We’ve blogged several times about discovery issues involving Facebook…not surprisingly, courts across the country continue to discuss the different permutations of social media and electronic discovery. In November, a Pennsylvania Court of Common Pleas issued an opinion in Largent v. Reed, No. 2009-1823 (Pa. Common Pleas Franklin 2011) (slip op.; 11-8-11), a case involving damages for injuries sustained in a case accident. The defendant filed a motion to compel production of the plaintiff’s Facebook login information, asserting that messages and photos on the plaintiff’s Facebook account contradicted her claims of serious injury. The court granted the motion and offered the following reasoning:
The Court holds that no general privacy privilege protects [plaintiff’s] Facebook material from discovery. No court has recognized such privilege, and neither will we. By definition, there can be little privacy on a social networking website. Facebook’s foremost purpose is to “help you connect and share with the people in your life.” That can only be accomplished by sharing information with others. Only the uninitiated or foolish could believe that Facebook is an online lockbox of secrets.
The court further held that individual users are not covered under the Stored Communications Act (SCA); thus, the statute did not prohibit the defendant’s discovery in this case. Andrea Cortland of Cozen O’Connor summarized the case and warned Facebook users: “be careful what you post – it’s not as “private” as you think!” Joe Hodnicki at the Law Librarian Blog also posted about the decision and linked to Orin Kerr’s rebuttal at The Volokh Conspiracy:
While it’s true that neither the plaintiff nor the defendant are regulated entities under the statute, Facebook clearly is. [T]he privacy of Facebook communications are protected by 18 U.S.C. 2701 of the Stored Communications Act, … in addition to 18 U.S.C. 1030, the Computer Fraud and Abuse Act, which protects all computers generally. Both of these statutes prohibit accessing electronic accounts without authorization or in excess of authorization. So while ordering the plaintiff to disclose her password to the defendant doesn’t itself violate the SCA or the CFAA, it’s at least an open question whether the defendant’s future act of accessing the plaintiff’s account might violate those statutes.
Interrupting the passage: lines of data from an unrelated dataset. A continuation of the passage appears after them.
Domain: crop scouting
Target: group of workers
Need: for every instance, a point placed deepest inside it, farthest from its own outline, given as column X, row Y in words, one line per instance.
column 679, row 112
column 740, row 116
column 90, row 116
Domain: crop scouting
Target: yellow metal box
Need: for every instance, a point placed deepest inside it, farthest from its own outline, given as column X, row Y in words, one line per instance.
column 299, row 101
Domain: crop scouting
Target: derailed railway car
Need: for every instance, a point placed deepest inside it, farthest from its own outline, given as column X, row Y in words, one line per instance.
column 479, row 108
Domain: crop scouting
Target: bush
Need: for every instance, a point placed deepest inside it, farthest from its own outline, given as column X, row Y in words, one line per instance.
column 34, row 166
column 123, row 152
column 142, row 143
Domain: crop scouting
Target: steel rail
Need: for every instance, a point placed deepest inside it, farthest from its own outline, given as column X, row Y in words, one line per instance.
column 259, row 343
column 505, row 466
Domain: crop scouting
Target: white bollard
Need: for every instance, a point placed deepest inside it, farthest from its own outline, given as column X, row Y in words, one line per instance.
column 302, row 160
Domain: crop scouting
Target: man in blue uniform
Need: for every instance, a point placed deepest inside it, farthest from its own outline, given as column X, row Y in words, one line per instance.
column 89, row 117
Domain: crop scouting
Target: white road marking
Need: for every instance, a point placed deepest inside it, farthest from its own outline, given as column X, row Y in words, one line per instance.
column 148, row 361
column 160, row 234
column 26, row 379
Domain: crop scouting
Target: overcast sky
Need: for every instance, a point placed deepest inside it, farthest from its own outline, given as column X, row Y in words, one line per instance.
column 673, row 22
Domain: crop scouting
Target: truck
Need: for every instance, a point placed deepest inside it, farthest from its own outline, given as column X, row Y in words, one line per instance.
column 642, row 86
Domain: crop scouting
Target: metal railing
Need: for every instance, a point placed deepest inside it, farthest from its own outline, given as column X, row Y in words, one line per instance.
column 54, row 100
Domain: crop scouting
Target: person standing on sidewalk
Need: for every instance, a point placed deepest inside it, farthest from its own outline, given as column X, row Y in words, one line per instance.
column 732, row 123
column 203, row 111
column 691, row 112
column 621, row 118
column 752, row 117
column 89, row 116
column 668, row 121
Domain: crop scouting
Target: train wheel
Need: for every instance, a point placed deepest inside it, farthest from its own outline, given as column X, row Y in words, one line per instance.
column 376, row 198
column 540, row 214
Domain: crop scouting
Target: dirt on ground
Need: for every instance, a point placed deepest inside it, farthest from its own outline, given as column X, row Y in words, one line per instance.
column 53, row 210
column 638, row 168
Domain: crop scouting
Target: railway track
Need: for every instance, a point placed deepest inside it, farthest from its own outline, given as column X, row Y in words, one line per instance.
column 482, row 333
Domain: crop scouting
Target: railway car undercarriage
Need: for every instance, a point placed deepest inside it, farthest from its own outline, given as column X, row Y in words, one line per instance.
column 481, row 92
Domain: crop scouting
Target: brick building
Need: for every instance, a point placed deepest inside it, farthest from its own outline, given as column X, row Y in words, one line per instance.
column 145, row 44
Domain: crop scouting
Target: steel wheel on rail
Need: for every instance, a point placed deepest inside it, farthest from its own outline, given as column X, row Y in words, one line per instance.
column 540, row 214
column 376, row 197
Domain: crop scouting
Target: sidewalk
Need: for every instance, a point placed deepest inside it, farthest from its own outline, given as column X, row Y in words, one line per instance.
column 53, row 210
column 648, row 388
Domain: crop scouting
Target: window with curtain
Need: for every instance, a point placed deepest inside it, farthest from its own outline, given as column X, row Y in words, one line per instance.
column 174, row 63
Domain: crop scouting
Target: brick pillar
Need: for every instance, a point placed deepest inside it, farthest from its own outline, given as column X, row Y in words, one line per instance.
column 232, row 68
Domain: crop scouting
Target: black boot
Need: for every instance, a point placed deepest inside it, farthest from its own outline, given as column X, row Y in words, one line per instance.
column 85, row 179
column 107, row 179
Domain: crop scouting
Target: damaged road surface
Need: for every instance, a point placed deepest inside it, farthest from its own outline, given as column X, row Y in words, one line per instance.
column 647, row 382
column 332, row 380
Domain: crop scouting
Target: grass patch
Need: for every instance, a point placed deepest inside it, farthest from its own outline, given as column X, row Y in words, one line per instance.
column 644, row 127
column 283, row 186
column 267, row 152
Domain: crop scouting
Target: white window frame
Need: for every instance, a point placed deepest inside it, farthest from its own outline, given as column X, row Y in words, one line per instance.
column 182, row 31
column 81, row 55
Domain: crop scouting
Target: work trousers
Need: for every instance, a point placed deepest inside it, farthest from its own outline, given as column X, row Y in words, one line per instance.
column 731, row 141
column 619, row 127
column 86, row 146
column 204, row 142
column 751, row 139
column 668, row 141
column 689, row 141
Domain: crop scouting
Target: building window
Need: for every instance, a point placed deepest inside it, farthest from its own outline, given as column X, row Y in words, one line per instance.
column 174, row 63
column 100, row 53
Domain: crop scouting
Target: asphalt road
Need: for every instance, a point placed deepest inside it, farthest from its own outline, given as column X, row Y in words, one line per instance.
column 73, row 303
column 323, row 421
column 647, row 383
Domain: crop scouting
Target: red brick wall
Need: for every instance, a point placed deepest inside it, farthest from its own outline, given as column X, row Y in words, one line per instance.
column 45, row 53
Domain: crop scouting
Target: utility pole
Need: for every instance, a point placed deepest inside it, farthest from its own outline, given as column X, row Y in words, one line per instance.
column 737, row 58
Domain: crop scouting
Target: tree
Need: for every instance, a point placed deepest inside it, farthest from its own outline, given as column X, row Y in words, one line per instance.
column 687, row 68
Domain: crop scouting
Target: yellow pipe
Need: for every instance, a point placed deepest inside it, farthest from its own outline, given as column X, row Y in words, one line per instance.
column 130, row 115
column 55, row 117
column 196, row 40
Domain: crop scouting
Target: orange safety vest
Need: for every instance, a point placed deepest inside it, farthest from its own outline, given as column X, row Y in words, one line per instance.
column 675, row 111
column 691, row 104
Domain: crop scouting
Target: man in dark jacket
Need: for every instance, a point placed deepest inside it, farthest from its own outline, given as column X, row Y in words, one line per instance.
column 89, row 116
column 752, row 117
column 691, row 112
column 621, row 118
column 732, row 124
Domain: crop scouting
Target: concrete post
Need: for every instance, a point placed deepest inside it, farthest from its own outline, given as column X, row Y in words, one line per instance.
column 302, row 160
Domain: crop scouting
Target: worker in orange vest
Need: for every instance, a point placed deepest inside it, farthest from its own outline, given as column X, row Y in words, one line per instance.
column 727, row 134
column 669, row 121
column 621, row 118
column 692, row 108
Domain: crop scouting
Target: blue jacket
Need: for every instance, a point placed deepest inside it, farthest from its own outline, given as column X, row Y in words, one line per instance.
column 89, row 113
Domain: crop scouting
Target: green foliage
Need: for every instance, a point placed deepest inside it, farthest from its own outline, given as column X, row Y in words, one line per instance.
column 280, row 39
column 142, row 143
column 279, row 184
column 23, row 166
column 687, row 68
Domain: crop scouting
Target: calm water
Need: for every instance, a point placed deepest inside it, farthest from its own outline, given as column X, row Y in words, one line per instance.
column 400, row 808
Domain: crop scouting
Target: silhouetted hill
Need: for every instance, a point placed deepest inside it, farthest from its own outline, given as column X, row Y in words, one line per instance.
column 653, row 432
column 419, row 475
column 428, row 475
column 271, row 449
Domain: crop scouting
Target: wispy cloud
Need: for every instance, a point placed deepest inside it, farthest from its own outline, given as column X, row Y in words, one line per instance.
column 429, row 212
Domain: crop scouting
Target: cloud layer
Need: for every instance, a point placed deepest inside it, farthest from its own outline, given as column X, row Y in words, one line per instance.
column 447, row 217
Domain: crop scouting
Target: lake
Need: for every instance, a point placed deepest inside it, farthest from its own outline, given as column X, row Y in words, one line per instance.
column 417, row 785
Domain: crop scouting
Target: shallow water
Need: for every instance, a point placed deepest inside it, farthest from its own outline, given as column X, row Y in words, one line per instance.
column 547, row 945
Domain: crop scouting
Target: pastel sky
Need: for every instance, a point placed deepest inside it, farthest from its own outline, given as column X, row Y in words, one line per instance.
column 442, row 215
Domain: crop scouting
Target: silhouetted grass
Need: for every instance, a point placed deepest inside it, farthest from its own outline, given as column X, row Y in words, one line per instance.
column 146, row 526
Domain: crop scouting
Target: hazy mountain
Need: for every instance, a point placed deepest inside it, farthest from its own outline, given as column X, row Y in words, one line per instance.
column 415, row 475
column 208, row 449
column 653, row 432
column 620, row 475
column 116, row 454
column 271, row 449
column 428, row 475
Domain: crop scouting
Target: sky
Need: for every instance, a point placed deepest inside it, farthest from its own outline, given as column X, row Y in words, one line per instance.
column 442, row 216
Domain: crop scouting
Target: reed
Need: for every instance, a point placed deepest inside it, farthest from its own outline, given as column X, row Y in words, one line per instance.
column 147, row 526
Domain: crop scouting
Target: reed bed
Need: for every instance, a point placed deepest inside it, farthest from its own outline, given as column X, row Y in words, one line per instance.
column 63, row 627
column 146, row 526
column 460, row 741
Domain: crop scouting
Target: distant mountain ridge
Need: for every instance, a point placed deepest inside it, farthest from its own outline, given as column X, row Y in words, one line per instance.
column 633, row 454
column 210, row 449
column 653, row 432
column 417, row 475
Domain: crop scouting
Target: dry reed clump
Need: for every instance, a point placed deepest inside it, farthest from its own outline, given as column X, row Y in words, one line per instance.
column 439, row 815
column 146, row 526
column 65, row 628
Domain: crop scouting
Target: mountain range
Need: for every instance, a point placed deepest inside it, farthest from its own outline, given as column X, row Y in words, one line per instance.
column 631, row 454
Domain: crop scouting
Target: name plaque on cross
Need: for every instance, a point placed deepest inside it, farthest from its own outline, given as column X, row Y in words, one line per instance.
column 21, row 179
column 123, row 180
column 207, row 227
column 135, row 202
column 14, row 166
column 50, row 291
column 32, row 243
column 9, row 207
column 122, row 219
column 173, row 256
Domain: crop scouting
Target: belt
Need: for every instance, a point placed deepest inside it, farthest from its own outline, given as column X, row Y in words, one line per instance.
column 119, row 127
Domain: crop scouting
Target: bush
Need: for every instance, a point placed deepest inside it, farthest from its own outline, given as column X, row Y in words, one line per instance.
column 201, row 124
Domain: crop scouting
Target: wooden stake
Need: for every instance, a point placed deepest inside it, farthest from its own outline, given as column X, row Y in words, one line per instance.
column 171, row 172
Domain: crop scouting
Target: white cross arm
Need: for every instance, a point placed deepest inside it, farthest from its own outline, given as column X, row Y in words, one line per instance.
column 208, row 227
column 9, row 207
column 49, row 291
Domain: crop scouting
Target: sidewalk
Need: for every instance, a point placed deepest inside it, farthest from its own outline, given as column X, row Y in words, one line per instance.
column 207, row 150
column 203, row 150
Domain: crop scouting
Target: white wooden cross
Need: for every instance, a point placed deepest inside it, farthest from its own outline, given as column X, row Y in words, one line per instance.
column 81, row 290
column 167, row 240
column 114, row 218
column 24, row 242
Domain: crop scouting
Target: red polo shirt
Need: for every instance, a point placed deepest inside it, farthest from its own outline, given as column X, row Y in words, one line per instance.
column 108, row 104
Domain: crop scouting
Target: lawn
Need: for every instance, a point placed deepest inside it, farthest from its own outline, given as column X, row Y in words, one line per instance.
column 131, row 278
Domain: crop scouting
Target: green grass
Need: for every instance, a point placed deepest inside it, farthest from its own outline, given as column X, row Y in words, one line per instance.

As with many questions of the CFAA (and related provisions of the SCA), it hinges on what “authorization” means. Here’s the question: If Facebook says that only the individual account holder can access the account; the individual account holder refuses to voluntarily disclose the password; and someone else accesses the account only because the account holder was forced by a judge to disclose the password, is the “someone else’s” access authorized or not? Put another way, what governs authorization: The views of Facebook and the views of the account holder, or the views of the trial judge who granted the discovery request? It’s not an easy question, creating a significant risk that granting the motion to compel invites the movant to commit a federal crime in the course of discovery.